Teshuvah… is translated from the Hebrew as repentance, but it literally means return, as if turning back to something you’ve strayed or looked away from. — Yehudah Mirsky, Professor of Near Eastern and Judaic Studies
The rabbi told me about teshuvah:
It’s what I should have done when I smashed
Sister Veronica’s flash cards into their box in first grade
but didn’t own up to the deed.
It’s how I could have walked to the confessional in fifth grade
with my little sins.
It’s not scratching out Dad’s scrawled words
in my First Communion prayerbook.
It’s asking him to play catch at least once.
It’s giving him a hug
instead of letting him shake my hand.
It’s a walk across the dance floor.
to ask her to dance and not worry about my feet.

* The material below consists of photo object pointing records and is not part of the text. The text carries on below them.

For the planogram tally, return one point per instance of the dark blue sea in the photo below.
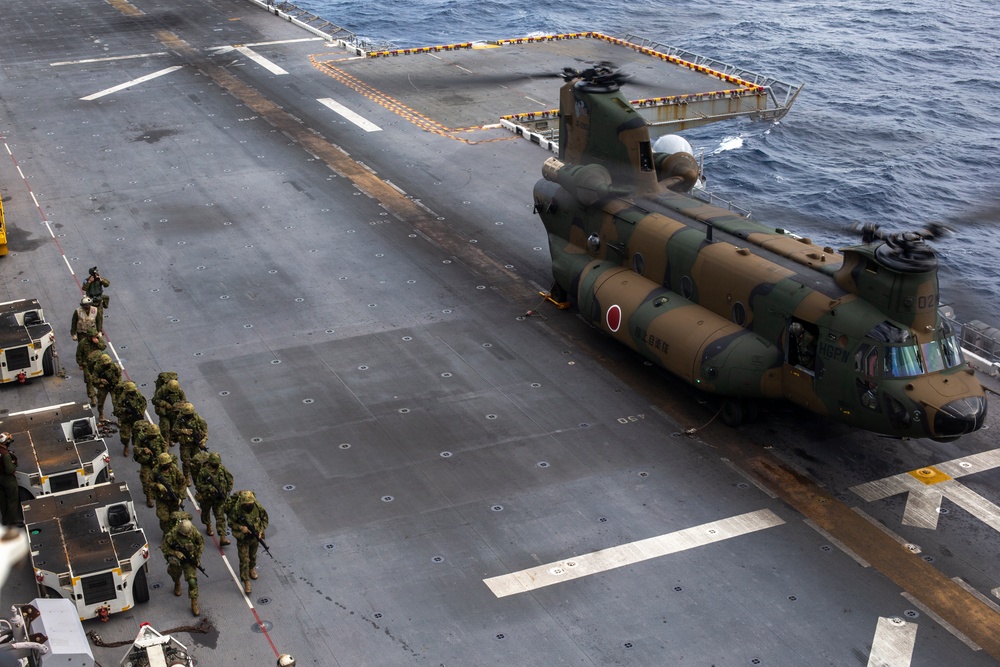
(898, 123)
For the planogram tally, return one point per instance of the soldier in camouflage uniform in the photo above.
(87, 346)
(168, 489)
(214, 484)
(191, 433)
(87, 316)
(168, 395)
(182, 546)
(129, 406)
(148, 447)
(94, 287)
(106, 375)
(248, 521)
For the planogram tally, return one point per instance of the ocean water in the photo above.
(898, 123)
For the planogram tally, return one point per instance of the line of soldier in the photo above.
(163, 482)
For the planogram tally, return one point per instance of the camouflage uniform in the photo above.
(88, 345)
(86, 317)
(88, 374)
(167, 396)
(168, 489)
(129, 406)
(191, 433)
(105, 374)
(94, 286)
(148, 447)
(182, 546)
(249, 521)
(214, 484)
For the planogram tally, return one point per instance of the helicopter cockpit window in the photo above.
(866, 360)
(942, 354)
(903, 361)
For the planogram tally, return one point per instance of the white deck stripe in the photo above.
(261, 60)
(129, 84)
(107, 59)
(944, 624)
(358, 120)
(634, 552)
(893, 643)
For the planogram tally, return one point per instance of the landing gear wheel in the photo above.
(732, 412)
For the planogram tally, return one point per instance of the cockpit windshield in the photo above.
(903, 357)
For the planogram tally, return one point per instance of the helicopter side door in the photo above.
(799, 369)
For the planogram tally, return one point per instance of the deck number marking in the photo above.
(927, 486)
(633, 552)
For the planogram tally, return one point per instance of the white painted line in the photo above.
(261, 60)
(129, 84)
(944, 624)
(912, 548)
(837, 543)
(893, 643)
(634, 552)
(358, 120)
(285, 41)
(108, 59)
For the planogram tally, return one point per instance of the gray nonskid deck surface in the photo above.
(373, 377)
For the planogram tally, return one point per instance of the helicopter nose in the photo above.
(961, 416)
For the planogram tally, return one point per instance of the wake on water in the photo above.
(897, 123)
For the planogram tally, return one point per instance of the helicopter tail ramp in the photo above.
(469, 90)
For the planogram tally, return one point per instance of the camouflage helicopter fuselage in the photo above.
(740, 309)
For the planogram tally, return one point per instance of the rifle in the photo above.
(187, 557)
(173, 496)
(260, 539)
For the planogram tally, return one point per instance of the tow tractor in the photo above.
(58, 449)
(26, 341)
(86, 546)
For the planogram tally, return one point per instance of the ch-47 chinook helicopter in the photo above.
(737, 308)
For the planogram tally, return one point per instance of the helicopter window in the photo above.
(739, 313)
(903, 361)
(687, 287)
(941, 354)
(866, 360)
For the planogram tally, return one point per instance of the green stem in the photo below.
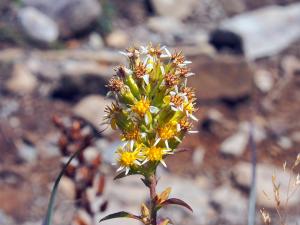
(152, 187)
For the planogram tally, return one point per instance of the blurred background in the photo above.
(56, 57)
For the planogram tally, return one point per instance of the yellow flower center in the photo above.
(154, 153)
(189, 107)
(127, 158)
(168, 131)
(133, 134)
(141, 107)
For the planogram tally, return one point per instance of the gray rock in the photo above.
(242, 175)
(263, 80)
(285, 142)
(235, 144)
(72, 15)
(179, 9)
(165, 25)
(266, 31)
(27, 152)
(233, 205)
(91, 108)
(22, 81)
(117, 39)
(38, 26)
(236, 83)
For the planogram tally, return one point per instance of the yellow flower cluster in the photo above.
(153, 107)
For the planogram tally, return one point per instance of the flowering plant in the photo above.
(153, 109)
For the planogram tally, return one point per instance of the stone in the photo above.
(117, 39)
(22, 81)
(95, 41)
(73, 16)
(27, 152)
(267, 30)
(231, 203)
(91, 108)
(165, 25)
(67, 186)
(285, 142)
(235, 144)
(221, 77)
(233, 7)
(179, 9)
(198, 156)
(38, 26)
(226, 41)
(263, 80)
(242, 176)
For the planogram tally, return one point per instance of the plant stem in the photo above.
(152, 187)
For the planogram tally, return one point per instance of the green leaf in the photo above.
(48, 217)
(121, 214)
(176, 201)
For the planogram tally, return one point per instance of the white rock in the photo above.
(91, 108)
(242, 175)
(235, 144)
(165, 25)
(27, 152)
(72, 15)
(266, 31)
(95, 41)
(263, 80)
(179, 9)
(38, 26)
(198, 156)
(233, 204)
(67, 186)
(285, 142)
(22, 80)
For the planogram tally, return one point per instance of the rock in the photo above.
(263, 80)
(266, 31)
(73, 16)
(198, 156)
(233, 7)
(179, 9)
(117, 39)
(290, 64)
(91, 108)
(67, 186)
(22, 80)
(215, 83)
(295, 136)
(231, 204)
(95, 41)
(242, 176)
(285, 142)
(235, 144)
(6, 219)
(38, 26)
(165, 25)
(226, 41)
(27, 152)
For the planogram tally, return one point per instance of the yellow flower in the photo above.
(133, 134)
(167, 131)
(141, 107)
(154, 154)
(127, 159)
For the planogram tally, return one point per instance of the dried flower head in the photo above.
(153, 106)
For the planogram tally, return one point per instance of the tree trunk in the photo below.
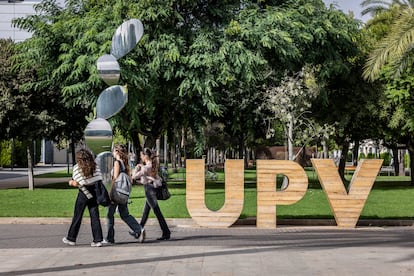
(342, 160)
(184, 145)
(165, 151)
(355, 153)
(325, 151)
(30, 166)
(411, 153)
(396, 161)
(73, 153)
(290, 140)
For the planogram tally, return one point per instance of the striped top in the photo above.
(78, 176)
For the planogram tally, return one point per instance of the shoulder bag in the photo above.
(122, 186)
(102, 196)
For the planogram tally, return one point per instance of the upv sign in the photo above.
(346, 206)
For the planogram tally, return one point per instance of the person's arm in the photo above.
(73, 183)
(140, 171)
(116, 171)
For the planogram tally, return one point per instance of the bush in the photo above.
(20, 155)
(386, 156)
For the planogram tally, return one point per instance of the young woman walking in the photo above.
(146, 173)
(85, 174)
(121, 164)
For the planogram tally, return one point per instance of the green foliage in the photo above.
(18, 152)
(386, 156)
(361, 156)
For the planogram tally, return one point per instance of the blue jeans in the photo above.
(152, 203)
(125, 216)
(80, 205)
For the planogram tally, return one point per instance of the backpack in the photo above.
(122, 187)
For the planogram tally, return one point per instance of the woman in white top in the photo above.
(121, 164)
(146, 173)
(85, 174)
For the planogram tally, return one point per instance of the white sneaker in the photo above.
(141, 238)
(96, 244)
(68, 242)
(105, 241)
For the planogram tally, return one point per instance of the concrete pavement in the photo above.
(37, 249)
(33, 246)
(18, 177)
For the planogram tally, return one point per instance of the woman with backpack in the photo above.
(147, 173)
(121, 165)
(85, 174)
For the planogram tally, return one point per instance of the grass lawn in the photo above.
(391, 198)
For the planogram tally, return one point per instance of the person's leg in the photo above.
(145, 214)
(128, 219)
(110, 222)
(80, 205)
(153, 203)
(95, 221)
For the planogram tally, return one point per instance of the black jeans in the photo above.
(125, 216)
(152, 202)
(81, 202)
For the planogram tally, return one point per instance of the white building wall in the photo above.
(9, 11)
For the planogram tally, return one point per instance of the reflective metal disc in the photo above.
(98, 136)
(108, 69)
(105, 162)
(126, 37)
(111, 101)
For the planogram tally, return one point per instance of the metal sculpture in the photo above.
(98, 133)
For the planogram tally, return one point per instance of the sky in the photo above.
(349, 5)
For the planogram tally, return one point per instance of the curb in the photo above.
(187, 222)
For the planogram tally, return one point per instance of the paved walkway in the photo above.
(33, 246)
(18, 177)
(37, 249)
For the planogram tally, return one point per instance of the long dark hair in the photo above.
(86, 162)
(154, 160)
(123, 155)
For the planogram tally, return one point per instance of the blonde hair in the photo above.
(123, 155)
(154, 160)
(86, 162)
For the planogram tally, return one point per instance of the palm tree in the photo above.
(376, 6)
(396, 48)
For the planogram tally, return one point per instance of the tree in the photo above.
(25, 115)
(395, 48)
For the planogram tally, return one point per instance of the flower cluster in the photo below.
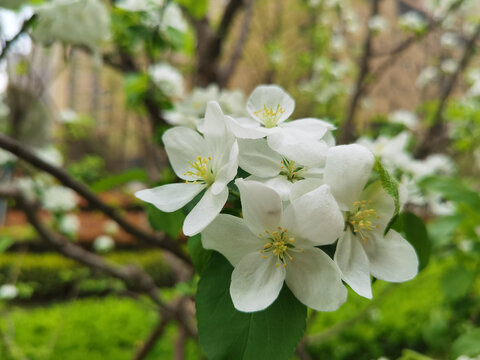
(302, 192)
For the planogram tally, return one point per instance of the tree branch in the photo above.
(436, 135)
(27, 155)
(26, 24)
(347, 130)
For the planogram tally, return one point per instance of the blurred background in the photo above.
(90, 86)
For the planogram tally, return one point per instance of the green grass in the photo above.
(91, 329)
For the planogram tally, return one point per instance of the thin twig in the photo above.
(61, 175)
(435, 136)
(347, 130)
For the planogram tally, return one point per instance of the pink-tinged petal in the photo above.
(230, 236)
(183, 145)
(318, 217)
(170, 197)
(316, 280)
(391, 258)
(257, 158)
(204, 212)
(245, 128)
(347, 170)
(256, 283)
(272, 97)
(261, 206)
(353, 262)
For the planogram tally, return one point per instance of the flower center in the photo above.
(201, 171)
(291, 170)
(269, 116)
(361, 219)
(278, 244)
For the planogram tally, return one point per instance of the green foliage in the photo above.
(467, 344)
(96, 329)
(50, 275)
(113, 181)
(226, 333)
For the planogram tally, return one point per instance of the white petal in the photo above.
(256, 283)
(261, 206)
(316, 280)
(257, 158)
(381, 202)
(183, 145)
(294, 146)
(245, 128)
(271, 97)
(204, 212)
(170, 197)
(347, 170)
(392, 258)
(227, 171)
(279, 183)
(318, 217)
(230, 236)
(353, 262)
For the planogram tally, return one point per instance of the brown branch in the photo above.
(347, 130)
(436, 136)
(229, 68)
(26, 24)
(61, 175)
(148, 345)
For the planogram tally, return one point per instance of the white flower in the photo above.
(80, 22)
(167, 78)
(270, 246)
(405, 117)
(8, 292)
(377, 24)
(412, 21)
(59, 199)
(69, 224)
(206, 163)
(103, 243)
(426, 76)
(267, 166)
(269, 106)
(449, 66)
(363, 249)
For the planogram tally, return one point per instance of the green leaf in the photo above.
(170, 223)
(114, 181)
(226, 333)
(467, 344)
(417, 235)
(199, 255)
(197, 8)
(457, 282)
(389, 183)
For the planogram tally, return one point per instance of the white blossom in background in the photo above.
(51, 155)
(378, 24)
(167, 78)
(404, 117)
(412, 21)
(206, 163)
(449, 66)
(426, 76)
(8, 292)
(450, 40)
(58, 199)
(271, 245)
(79, 22)
(363, 249)
(103, 243)
(69, 224)
(269, 106)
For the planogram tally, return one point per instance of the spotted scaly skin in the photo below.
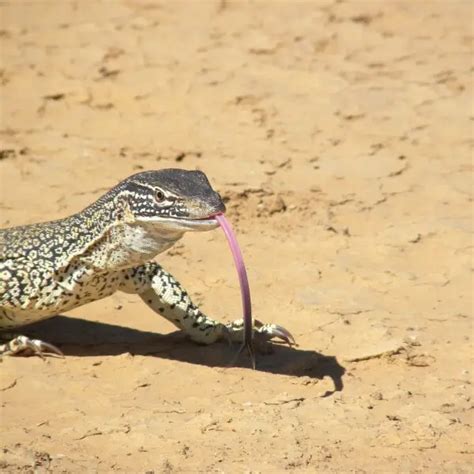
(52, 267)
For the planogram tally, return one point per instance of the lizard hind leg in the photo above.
(23, 345)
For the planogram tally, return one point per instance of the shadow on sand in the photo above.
(79, 337)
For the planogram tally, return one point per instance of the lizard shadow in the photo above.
(83, 338)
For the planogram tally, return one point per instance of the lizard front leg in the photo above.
(165, 295)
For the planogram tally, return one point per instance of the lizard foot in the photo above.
(25, 346)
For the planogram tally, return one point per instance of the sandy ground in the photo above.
(339, 134)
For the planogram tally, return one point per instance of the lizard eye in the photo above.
(159, 196)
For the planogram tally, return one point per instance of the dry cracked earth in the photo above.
(340, 134)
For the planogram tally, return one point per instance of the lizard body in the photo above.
(52, 267)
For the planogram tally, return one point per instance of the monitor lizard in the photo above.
(52, 267)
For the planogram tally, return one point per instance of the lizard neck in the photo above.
(129, 244)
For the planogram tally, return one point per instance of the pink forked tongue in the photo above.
(244, 285)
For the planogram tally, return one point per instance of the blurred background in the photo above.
(339, 133)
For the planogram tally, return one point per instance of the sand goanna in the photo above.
(52, 267)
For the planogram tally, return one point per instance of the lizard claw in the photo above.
(266, 332)
(25, 344)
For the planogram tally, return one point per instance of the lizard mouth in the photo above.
(183, 224)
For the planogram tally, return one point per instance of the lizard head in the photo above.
(176, 200)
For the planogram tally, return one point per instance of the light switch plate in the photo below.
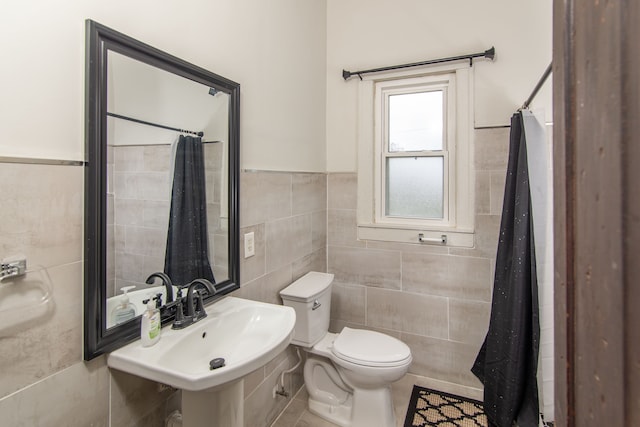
(249, 245)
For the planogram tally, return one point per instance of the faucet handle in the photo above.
(199, 312)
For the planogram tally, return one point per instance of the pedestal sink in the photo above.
(247, 334)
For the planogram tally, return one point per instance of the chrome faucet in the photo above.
(166, 281)
(195, 310)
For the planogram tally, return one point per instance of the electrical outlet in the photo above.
(249, 245)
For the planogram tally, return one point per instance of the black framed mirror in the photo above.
(161, 181)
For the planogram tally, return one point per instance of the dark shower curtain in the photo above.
(187, 255)
(508, 360)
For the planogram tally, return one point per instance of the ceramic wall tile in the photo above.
(342, 191)
(348, 303)
(287, 240)
(342, 228)
(76, 396)
(460, 277)
(309, 192)
(442, 359)
(319, 230)
(367, 267)
(253, 267)
(137, 401)
(42, 213)
(265, 196)
(31, 351)
(407, 312)
(469, 321)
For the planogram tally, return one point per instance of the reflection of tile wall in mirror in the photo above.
(141, 205)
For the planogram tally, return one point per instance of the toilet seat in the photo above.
(370, 348)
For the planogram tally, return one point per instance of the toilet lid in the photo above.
(370, 348)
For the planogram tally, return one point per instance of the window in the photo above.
(414, 148)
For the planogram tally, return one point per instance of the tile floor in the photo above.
(297, 414)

It’s asking the blonde who lived across the street for a date
even though I was going to the seminary.
It’s what might happen if I listened to Robert’s politics
about how Trump would fix things.
It’s the courage to walk alone the streets of Florence
and find Giotto’s parking lot.
It’s answering the letters she wrote from Argentina
before the cancer took her.
It’s the years lost between me and the artist
and each time we reunite.
It’s what lies beyond passion in relationship.
It’s after the monkey-mind’s agenda
stops scrolling through my brain.
It’s the call of blue through the chapel window.
It’s the voice without words come with breath.